The day after Christmas is always a letdown. It always has been and, more than likely, always will be. I should prepare for it. I thought I had.

Eons ago I learned not to expect anything, just let the days around the holiday happen.

Enjoy each moment. But……

I still have expectations.

I still miss the moments.

I force the days around the holiday.

The meals, the birthday, the cleaning, the various schedules of the family, the wrapping, the pleasing…the pleasing…the pleasing.

Is everybody enjoying themselves?

I actually have a logical part of my brain that continues to function. I’ll bet you didn’t know that. That part of my mind doesn’t understand this side of my personality.

Inside my mind I repeat…let it go, let it happen, embrace it. I say it over and over until it drowns out all the noise around me. I try to take mini breaks….you know, like in the bathroom…but not so long that someone thinks something is wrong with me.

But they know anyway.

They know there is something wrong with me.

It’s the day after.

Next December 26th will be another day after…..and I will try again to break the cycle.

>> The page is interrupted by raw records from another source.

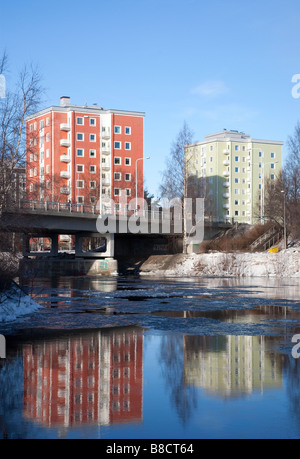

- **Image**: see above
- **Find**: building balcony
[102,147,110,155]
[101,127,110,139]
[60,123,71,132]
[60,171,70,178]
[60,139,70,147]
[60,155,71,163]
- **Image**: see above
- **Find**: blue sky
[0,0,300,196]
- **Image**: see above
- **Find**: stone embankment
[140,249,300,278]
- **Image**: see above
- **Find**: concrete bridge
[0,201,232,276]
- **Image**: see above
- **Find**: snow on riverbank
[0,282,41,323]
[140,248,300,278]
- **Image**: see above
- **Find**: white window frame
[76,180,84,190]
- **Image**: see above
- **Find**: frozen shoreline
[140,248,300,278]
[0,282,42,323]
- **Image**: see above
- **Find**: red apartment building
[26,97,145,210]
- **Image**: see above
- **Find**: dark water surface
[0,277,300,439]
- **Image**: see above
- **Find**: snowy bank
[0,282,42,322]
[140,249,300,278]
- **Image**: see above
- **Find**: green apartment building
[185,129,283,224]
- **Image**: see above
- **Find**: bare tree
[159,122,195,253]
[0,52,43,215]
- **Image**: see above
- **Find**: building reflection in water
[184,335,283,398]
[23,328,143,428]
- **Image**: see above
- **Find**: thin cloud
[191,80,229,97]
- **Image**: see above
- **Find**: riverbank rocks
[140,249,300,278]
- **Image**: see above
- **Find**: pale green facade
[185,130,283,224]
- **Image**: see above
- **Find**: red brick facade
[26,98,145,213]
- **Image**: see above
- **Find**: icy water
[0,277,300,439]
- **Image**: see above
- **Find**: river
[0,276,300,439]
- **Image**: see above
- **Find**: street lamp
[281,190,286,249]
[135,156,150,210]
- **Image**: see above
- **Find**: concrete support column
[50,234,58,257]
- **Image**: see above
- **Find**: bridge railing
[5,200,181,220]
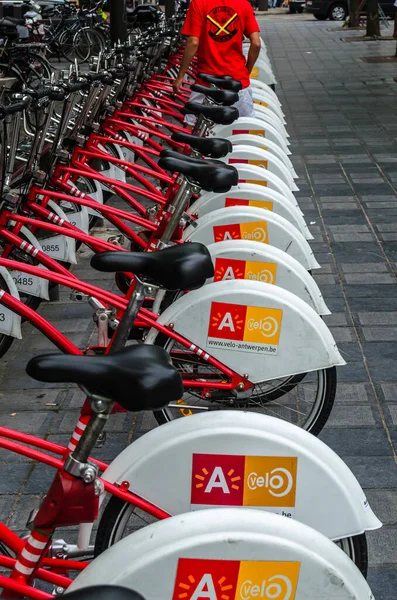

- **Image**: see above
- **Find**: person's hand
[172,75,183,94]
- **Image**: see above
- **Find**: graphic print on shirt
[207,6,239,43]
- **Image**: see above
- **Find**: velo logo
[207,302,283,355]
[225,198,273,210]
[214,258,277,284]
[213,221,269,244]
[191,454,298,510]
[173,558,300,600]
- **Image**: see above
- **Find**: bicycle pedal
[95,431,106,448]
[69,290,90,302]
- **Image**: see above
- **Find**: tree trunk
[349,0,360,27]
[366,0,380,37]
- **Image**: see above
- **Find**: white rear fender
[221,144,299,192]
[187,183,313,240]
[66,508,374,600]
[247,51,277,85]
[224,163,297,205]
[183,206,320,271]
[99,411,381,540]
[250,79,282,108]
[251,88,286,125]
[228,133,298,179]
[0,267,22,340]
[147,279,345,383]
[254,104,290,140]
[40,200,76,265]
[207,240,330,315]
[10,226,49,300]
[211,117,291,155]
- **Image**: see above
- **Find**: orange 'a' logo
[208,302,247,340]
[172,558,300,600]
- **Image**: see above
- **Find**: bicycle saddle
[91,242,214,290]
[26,344,183,412]
[63,585,144,600]
[197,73,243,92]
[0,17,25,26]
[160,150,236,172]
[190,83,238,106]
[171,131,233,158]
[158,153,238,193]
[182,102,239,125]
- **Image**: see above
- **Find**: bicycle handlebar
[0,96,30,120]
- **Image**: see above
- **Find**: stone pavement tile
[367,526,397,567]
[343,456,397,489]
[0,463,31,494]
[327,403,375,428]
[368,568,397,600]
[366,489,397,525]
[319,426,397,454]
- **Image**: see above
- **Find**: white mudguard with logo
[223,163,297,205]
[221,144,299,192]
[70,508,374,600]
[210,117,291,155]
[0,267,22,340]
[254,104,290,140]
[183,206,320,271]
[187,183,313,240]
[247,57,277,85]
[251,88,286,125]
[97,411,381,540]
[250,79,284,109]
[40,201,77,265]
[10,227,49,300]
[146,280,346,384]
[207,240,330,315]
[227,133,298,179]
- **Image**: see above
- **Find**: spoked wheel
[0,275,14,358]
[95,496,368,577]
[155,336,336,435]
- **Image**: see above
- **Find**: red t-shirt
[181,0,260,87]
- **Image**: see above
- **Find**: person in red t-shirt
[173,0,261,124]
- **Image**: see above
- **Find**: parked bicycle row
[0,20,381,600]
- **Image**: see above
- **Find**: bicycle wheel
[94,496,368,577]
[154,336,337,435]
[73,27,104,62]
[0,275,14,358]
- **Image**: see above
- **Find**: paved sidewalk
[0,16,397,600]
[261,19,397,600]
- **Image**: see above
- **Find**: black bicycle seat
[158,154,238,193]
[171,131,233,158]
[91,242,214,290]
[190,83,238,106]
[182,102,239,125]
[61,585,144,600]
[26,344,183,412]
[0,17,25,25]
[197,73,243,92]
[160,150,236,172]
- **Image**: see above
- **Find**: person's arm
[247,31,261,73]
[172,35,200,94]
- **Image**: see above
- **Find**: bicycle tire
[0,275,14,358]
[94,496,368,577]
[73,27,104,62]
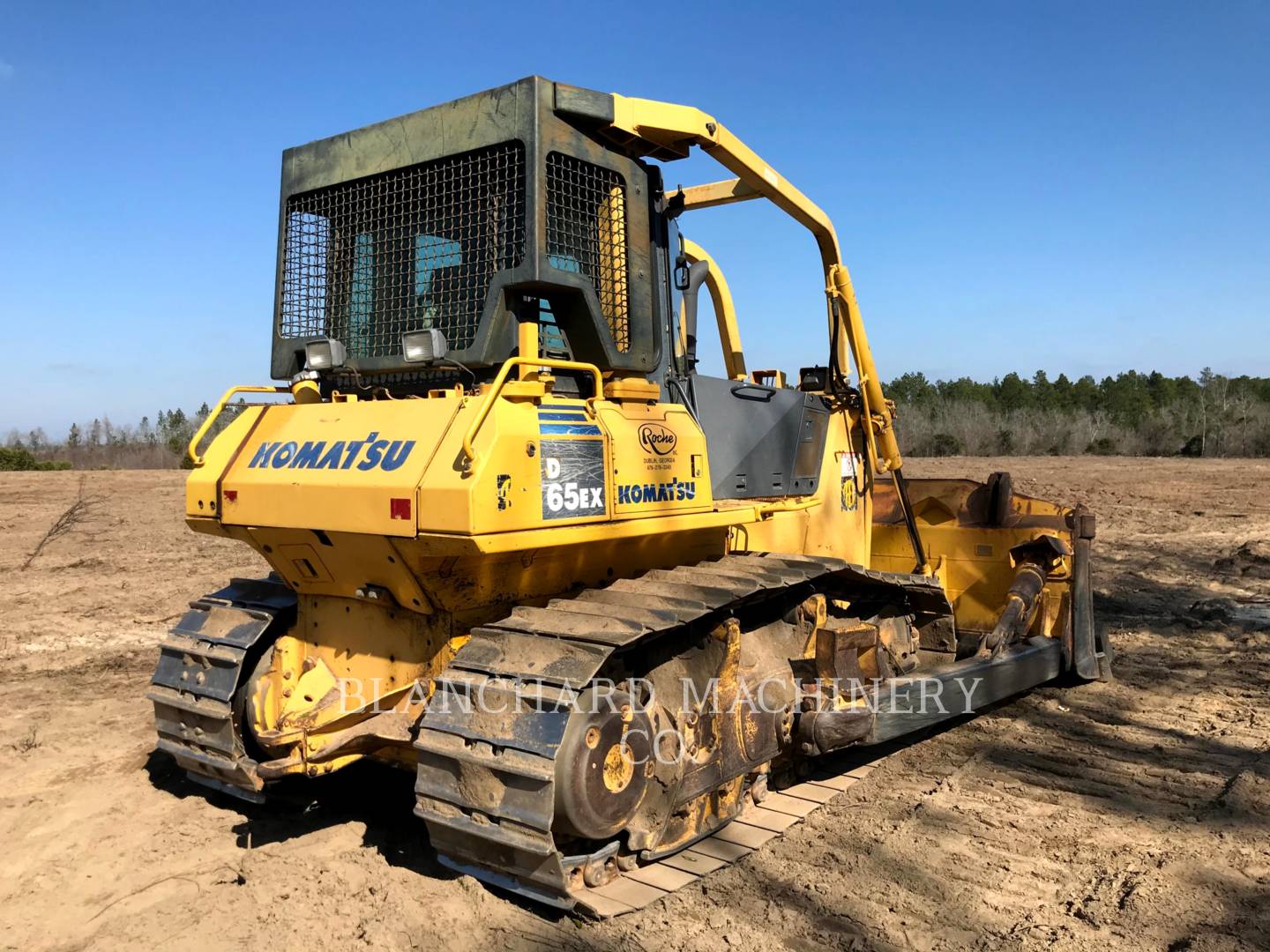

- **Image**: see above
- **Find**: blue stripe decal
[539,423,603,436]
[539,412,591,423]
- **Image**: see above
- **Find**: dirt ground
[0,458,1270,952]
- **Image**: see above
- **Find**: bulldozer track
[415,554,938,917]
[146,579,296,802]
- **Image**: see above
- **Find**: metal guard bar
[185,384,291,465]
[464,357,604,472]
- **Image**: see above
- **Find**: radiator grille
[548,152,631,352]
[278,142,525,357]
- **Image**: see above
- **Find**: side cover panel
[221,400,459,536]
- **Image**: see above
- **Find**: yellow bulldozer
[148,76,1111,915]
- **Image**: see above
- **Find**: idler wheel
[555,688,653,839]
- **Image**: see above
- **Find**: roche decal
[240,432,414,471]
[542,439,604,519]
[639,423,677,456]
[617,477,698,505]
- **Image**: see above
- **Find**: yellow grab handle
[464,357,604,472]
[185,384,291,465]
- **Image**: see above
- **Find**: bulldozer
[148,76,1111,917]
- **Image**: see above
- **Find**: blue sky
[0,0,1270,434]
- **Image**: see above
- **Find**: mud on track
[0,458,1270,952]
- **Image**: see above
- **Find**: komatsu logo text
[617,477,698,505]
[248,432,414,470]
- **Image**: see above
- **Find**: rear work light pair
[305,329,450,370]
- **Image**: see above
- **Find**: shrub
[931,433,961,456]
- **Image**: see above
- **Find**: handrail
[185,384,291,465]
[464,357,604,472]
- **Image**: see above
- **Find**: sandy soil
[0,458,1270,952]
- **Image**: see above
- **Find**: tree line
[885,367,1270,457]
[0,367,1270,470]
[0,401,243,470]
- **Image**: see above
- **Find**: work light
[305,338,344,370]
[401,329,450,363]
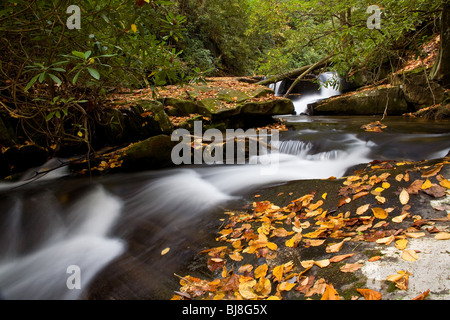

The following made me smile:

  • Our daughter was home
  • Looking at wedding dresses online with our daughter
  • The Christmas Eve festivities consisted of an NFL football game, I cooked, and instead of a board game our daughter picked out a puzzle–one of our other traditional holiday activities. She picked out one of the hardest puzzles.
  • I surprised my husband with birthday and Christmas gifts that he didn’t expect, and I know he will actually use them.
  • Our family was all together.

I just wish I were present for the last week.

Hope you are having a good day after and can find something to make you smile.